A unique, national RESOURCE...

that provides investigators throughout the United States access to cells, plasma or whole blood from normal subjects who can be selected based on genotype

The GAP Registry currently has over 6,000 normal subjects who are available to provide samples for research. Volunteers are characterized for genetic variants of interest and have provided basic medical history information, which allows selection of subjects/samples based on specific genotype criteria, and/or traditional criteria such as age or ethnic background. To learn more about data available on participants, click here.

The majority of subjects in the registry have been analyzed on the "Immunochip", a custom SNP chip that captures the top 200 regions involved in risk for autoimmunity.
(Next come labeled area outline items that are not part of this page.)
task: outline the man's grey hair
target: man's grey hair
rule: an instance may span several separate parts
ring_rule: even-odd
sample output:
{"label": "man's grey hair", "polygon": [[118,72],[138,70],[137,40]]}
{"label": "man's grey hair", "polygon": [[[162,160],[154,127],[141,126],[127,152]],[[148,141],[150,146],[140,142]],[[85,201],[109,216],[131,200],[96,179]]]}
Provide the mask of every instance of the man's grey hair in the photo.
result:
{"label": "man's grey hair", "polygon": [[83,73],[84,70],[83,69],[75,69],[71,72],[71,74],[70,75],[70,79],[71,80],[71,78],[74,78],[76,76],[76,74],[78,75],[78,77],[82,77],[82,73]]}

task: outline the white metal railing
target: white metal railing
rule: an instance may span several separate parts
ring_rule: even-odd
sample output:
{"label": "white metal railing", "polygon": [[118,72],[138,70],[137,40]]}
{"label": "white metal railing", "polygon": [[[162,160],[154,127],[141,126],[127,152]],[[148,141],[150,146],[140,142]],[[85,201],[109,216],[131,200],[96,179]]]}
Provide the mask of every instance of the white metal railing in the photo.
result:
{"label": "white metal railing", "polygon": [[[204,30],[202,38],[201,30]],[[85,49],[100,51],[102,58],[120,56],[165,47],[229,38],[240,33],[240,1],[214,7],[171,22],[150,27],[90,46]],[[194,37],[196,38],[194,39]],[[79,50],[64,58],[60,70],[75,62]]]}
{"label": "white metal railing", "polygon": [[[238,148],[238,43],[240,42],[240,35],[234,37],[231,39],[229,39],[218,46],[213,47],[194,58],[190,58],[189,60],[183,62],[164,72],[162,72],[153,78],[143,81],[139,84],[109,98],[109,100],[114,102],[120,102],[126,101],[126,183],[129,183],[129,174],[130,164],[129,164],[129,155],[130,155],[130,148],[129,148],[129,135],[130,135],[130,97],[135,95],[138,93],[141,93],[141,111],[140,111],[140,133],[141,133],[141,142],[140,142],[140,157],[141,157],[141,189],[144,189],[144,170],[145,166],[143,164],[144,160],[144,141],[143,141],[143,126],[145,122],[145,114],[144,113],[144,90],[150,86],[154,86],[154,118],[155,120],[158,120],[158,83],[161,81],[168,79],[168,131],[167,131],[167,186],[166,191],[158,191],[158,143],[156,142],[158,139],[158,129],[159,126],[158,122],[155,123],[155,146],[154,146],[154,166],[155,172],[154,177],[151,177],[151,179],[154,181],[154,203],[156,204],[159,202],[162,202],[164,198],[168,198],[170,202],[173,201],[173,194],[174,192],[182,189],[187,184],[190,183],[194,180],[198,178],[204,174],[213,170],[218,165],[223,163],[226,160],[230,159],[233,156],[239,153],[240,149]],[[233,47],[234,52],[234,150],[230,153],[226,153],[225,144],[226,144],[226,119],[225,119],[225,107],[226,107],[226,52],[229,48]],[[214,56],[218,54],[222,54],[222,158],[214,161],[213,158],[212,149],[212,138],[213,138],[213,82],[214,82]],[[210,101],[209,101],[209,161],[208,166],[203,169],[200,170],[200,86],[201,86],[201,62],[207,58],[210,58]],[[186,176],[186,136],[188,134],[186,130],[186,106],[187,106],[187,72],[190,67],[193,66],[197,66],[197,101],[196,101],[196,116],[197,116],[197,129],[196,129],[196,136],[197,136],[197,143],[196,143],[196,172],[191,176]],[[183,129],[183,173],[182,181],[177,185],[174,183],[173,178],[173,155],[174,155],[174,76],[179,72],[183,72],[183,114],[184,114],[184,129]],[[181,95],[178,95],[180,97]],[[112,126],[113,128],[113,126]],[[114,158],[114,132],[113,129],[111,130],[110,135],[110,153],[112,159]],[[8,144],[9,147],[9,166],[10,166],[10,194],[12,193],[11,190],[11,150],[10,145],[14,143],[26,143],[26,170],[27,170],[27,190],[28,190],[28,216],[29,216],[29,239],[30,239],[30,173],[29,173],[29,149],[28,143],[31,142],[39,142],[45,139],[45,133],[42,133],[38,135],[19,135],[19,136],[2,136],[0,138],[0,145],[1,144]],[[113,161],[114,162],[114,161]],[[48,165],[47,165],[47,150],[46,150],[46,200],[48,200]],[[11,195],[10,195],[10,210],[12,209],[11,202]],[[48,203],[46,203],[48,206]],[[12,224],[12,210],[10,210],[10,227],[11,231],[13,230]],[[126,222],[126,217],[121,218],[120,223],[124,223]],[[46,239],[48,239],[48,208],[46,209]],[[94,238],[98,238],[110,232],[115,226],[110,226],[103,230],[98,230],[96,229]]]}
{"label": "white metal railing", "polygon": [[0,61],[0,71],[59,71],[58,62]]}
A subset of subjects has full GWAS data available, and investigators can request specific genotyping of interest for their studies.

The GAP makes it possible to conduct detailed functional studies in unaffected subjects who carry risk alleles or protective alleles for various diseases without the complications of disease activity and/or medication.

Investigators receive de-identified samples and generally do not require IRB approval, as they are not considered engaged in human subject research.

The application process is easy and straightforward. All that is required is a 1- 2 page proposal, describing your study rationale, experimental design and details of genotype selection criteria. All proposals will be reviewed by the GAP's oversight committee. After approval and completion of a Sample Use Agreement, samples can be accessed. There are nominal fees to cover cost of sample preparation and shipping.

The GAP Registry was initially funded by NIH grant RC2AR059092-01 awarded to Feinstein Institute for Medical Research Principal Investigators Peter K. Gregersen, MD and Betty Diamond, MD.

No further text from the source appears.